December 24, 2024

Speech in Jackson Hole on August 23, 2024.

David A. Grogan | David A. Grogan CNBC

Atlanta Federal Reserve Bank President Raphael Bostic said on Wednesday that he is ready to start cutting interest rates even though inflation remains above the central bank’s target.

Bostic, who has previously been one of the more hawkish policymakers, or has backed tighter policy to combat inflation, noted that as signs of labor market weakness grow, his focus is shifting more to the core of the Fed’s mandate. employment.

“I do not think we can wait until inflation actually falls all the way to 2 percent before we begin to lift restrictions because that would risk labor market disruptions that would create unfavorable economic conditions,” he wrote in a message posted on the Atlanta Fed’s website. Necessary pain and suffering.

The Fed’s preferred indicator showed inflation at 2.5% in July, with the core rate excluding food and energy just above 2.6%. Bostic did not specify how much or when the Fed should begin easing.

However, this letter comes with The market has generally expected The central bank’s Federal Open Market Committee will cut its benchmark borrowing rate by at least 25 percentage points at its meeting on September 17-18.

As a voting member of this year’s Federal Open Market Committee, Bostic’s views carry extra weight and provide further assurance that the central bank will implement the first easing policy since emergency measures were adopted at the beginning of the COVID-19 crisis more than four years ago.

His comments also come two days before a key nonfarm payrolls report is expected, as most economists believe the labor market is losing steam. Bostic said his experience with Atlanta-area business leaders reflects this concern.

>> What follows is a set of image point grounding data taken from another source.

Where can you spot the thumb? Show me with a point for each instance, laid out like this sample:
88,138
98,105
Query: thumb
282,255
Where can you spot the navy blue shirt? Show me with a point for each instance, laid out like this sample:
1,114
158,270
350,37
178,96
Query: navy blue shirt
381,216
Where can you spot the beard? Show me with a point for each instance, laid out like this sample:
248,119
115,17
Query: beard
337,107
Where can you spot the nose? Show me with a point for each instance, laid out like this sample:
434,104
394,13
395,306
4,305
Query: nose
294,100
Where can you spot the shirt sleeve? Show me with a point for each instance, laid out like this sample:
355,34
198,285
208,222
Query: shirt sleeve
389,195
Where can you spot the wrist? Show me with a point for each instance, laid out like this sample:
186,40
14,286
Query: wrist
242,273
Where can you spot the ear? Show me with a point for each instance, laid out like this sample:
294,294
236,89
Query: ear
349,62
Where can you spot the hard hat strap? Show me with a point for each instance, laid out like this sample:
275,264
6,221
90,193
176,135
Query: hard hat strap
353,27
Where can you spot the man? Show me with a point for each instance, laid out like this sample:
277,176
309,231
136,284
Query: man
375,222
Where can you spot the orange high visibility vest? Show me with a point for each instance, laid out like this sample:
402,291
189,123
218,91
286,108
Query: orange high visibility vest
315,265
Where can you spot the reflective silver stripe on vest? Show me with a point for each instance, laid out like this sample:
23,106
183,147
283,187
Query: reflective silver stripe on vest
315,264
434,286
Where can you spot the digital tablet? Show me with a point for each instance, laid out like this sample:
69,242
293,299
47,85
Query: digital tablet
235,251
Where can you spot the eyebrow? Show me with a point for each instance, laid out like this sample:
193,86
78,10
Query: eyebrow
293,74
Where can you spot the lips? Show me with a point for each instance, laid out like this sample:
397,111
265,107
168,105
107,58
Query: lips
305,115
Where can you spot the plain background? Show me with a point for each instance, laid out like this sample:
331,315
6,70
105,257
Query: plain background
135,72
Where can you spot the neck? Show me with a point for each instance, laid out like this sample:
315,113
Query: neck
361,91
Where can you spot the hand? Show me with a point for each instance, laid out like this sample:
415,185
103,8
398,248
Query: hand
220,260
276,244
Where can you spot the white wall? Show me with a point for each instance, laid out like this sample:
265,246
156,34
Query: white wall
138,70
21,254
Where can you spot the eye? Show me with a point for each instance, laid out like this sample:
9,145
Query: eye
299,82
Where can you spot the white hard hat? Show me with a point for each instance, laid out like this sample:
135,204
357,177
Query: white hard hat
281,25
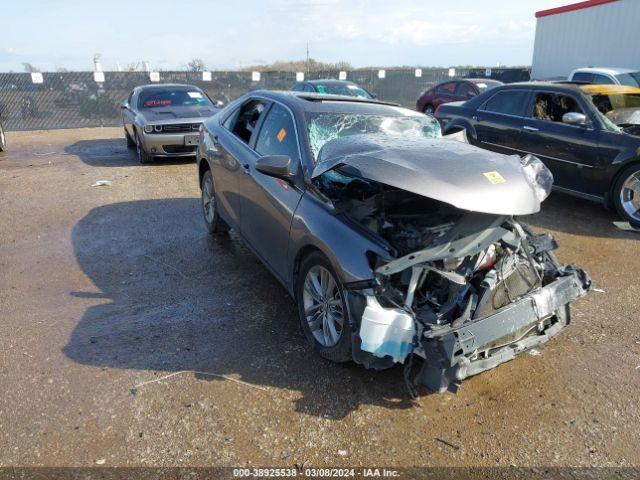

“Rest assured, I am not sensing an imminent collapse or panic in business connections. However, the data and our grassroots feedback indicate that the economy and labor market are losing steam,” he said. “The upside of this is that the slowdown in economic activity is driving a sustained decline in inflation, which is welcome.”

In fact, he cited a variety of factors that suggest inflation is moving convincingly back toward the Fed’s target as the labor market slows.

“Given the circumstances we face – eroding pricing power and cooling labor markets – for the first time since early 2021, I am rebalancing our focus to both sides of our dual mandate,” he said.